A number of industrialists are outright bullish about the Carter victory, which at least ended a long period of uncertainty. "The election put me in a good mood," says Earle W. Pitt, president of Foxboro Co., a Massachusetts electronics manufacturer. "We are looking at good times right into 1978." Though he is a registered Republican, Pitt says that "deep down I feel that Carter's been a businessman himself, and I guess I don't expect him to go off the deep end."
Businessmen do, nevertheless, have reservations and worries about the President-elect. They center on four issues:
o Wage-price policy. Carter is committed to more active federal intervention in wage and price decisions. Initially, at least, he probably will start with relatively mild jawboning; he said during his last television debate with Ford that he would call corporate and labor leaders together to work out voluntary guidelines for pay and price boosts. But businessmen have not forgotten that early in the campaign Carter spoke of requesting stand-by authority to impose wage-price controls, which executives abhor. Says Raymond Herzog, president of 3M: "The mere mention of federal intervention causes companies to raise their prices in anticipation. Inflation would spiral. Carter should go on the record to stop these rumors."
o Attitude toward labor. Many businessmen worry that Carter has mortgaged his policymaking future to the union chiefs whose get-out-the-vote drives helped him squeak through to victory. The AFL-CIO's crusty old president George Meany pooh-poohs that idea. Says Meany: "The only commitment I have from Jimmy Carter is that when we've got a problem, he'll consider it." The numerous executives who doubt that may take some heart from the fact that Meany also opposes wage-price controls, which he feels hold down wages more than prices.
o Defense cutbacks. Carter's announced intention to cut $5 billion to $7 billion from the Pentagon budget has caused intense concern among contractors in the West, with its big aerospace and military complexes. West Coast executives are asking: Will Carter kill the B-1 bomber? The B-1 alone would employ 6,000 by next year.
o Federal spending. Businessmen are concerned about Carter's apparent plan to juice up the economy by cutting taxes and other pump-priming measures next year. "He faces a terrible temptation to heat things up," says Thomas Ayers, the chairman of Chicago's Commonwealth Edison. "I hope he chooses a moderate course." Declares Norman Robertson, senior vice president and chief economist of Pittsburgh's Mellon Bank: "If he should try to adopt the Humphrey-Hawkins bill [which calls for heavy spending on public-service employment] or something like it, trying to reach a predetermined level of unemployment too quickly, this could seriously worsen inflation. One wonders what restraint can there be on a liberal Congress. President Ford vetoed spending programs that Mr. Carter might not be inclined to veto."

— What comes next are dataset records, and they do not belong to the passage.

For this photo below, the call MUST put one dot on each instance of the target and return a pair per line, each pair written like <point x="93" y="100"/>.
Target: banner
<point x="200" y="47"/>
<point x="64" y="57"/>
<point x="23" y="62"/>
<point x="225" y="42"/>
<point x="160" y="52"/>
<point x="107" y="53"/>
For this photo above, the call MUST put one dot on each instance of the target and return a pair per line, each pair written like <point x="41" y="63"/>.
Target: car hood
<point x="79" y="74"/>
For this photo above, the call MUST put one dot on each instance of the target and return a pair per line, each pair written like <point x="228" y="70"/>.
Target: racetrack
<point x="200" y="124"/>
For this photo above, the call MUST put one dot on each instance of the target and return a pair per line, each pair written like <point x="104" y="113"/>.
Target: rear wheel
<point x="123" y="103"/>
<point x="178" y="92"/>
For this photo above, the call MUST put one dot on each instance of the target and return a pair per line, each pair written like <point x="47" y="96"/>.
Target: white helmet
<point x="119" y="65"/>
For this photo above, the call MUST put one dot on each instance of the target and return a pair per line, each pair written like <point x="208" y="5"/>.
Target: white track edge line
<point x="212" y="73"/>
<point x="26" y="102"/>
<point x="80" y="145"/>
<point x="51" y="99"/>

For all these reservations, many executives hope that Carter will turn to the business community as an indispensable ally in revving up the economy. Carter has repeatedly said that most of the new jobs needed to reduce unemployment must be created by private business, not the Government; corporate leaders hope he will realize that that strategy requires policies to encourage investment. Says U.S. Steel's Speer: "People are not going to stand for unemployment, and they are not going to stand for higher taxes [to finance federal job-creating programs]. I wouldn't be surprised if certain tax reforms go in place early in his term--investment tax credits, faster [one or two years] write-offs for, say, pollution-control facilities, elimination of the double taxation of dividends." If Carter does take that tack, he is almost certain to draw enthusiastic support--and the investment dollars to back it up--from corporate board rooms and Chambers of Commerce throughout the country.